The aim of this study was to read and search through a large CSV file containing around 152644 entries (rows) using 3 different programming languages. Here we implemented our queries using Python, C++, and Unix Bash shell script. The task was to read the CSV file and search through the file for specific cities, day, month and year.
For any big-data related tasks there are certain limitations and some data pre-processing to be done. To make our queries easier, we separated the “timestamp” string into further sub-strings using the MS. Excel flash fill command. The “timestamp” column consisted of a large string, consisting of year, month, day and time in a single string. We made separate columns and separated the sub-strings “day”, “year”, and “month” from the whole “timestamp” string using flash fill thus making searching through the CSV file a lot easier and more efficient. The CSV file used was renamed from data.csv to data.csv and is uploaded in the assignment folder.
Python is a general-purpose, high-level programming language. It is a programming language that lets our work more quickly and integrate our systems more effectively. Shell is just programming interface that is useful to access operating system services. And Shell scripting is nothing but writing multiple commands on the shell to complete a certain task. C++ is a general-purpose programming language. It has imperative, object-oriented and generic programming features, while also providing facilities for low-level memory manipulation.
Python is considered to be cleaner and more direct, with emphasis code readability. On the other hand, Shell script is quite ambiguous. In terms of readability, in the problem that has given in assignment, C++ is likely to be more readable than shell script but not more than python.
Python strikes a good balance between fast compilation, readability and writability. C++ is a statically typed, free-form, multi-paradigm and a compiled programming language. In terms of writability, Shell script is ahead of the other two hands down. It takes very little amount of code to read and conduct search in a file with bash script. Python also requires less code to write than C++.
Reliability depends on how the problem is approached actually. If written accurately to meet all the requirements python, java and shell can be reliable. Performance: We have found that pperformance wise, Python is likely to take less time than C++. But Shell can directly execute the program in command line interface. So, Shell script is very fast.Length: Unix bash shell script: 29 lines (including spaces) Python: 43 lines (including spaces) C++: 144 lines (including spaces) Bash shell script has the least lines of code in terms of execution followed by python and C++ has the most number of lines. Run Time: C++: 318.434 seconds Python: 26.78 seconds Unix: 18.02 seconds So by far Unix bash shell script wins the race in terms of execution time. Python takes second place followed by C++.

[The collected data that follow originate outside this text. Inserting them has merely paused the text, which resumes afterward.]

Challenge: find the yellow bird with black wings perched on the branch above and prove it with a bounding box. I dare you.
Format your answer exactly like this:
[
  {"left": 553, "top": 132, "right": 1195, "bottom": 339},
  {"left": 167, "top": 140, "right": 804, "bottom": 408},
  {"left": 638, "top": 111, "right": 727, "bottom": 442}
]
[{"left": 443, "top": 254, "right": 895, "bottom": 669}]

Good error-handling, exception management and correct memory management are the design issues of C++ . Shell script syntax as well as cryptic command line parameters for each Unix application and that is a design issue. Python executes with the help of an interpreter instead of the compiler, which causes it to slow down because compilation and execution help it to work normally.
Easy to code,easy to read,expressive,portable,interpretted,dynamically typed,free and open source etc features have made Python special. A key feature of shell scripts is that the invocation of their interpreters is handled as a core operating system feature. On the contrary, C++ and python are object oriented programming languages. They support oop concepts like Inheritance, Polymorphism, Encapsulation, and Abstraction. So these are the experiences of us with three programming languages- C++, Python and Shell Script.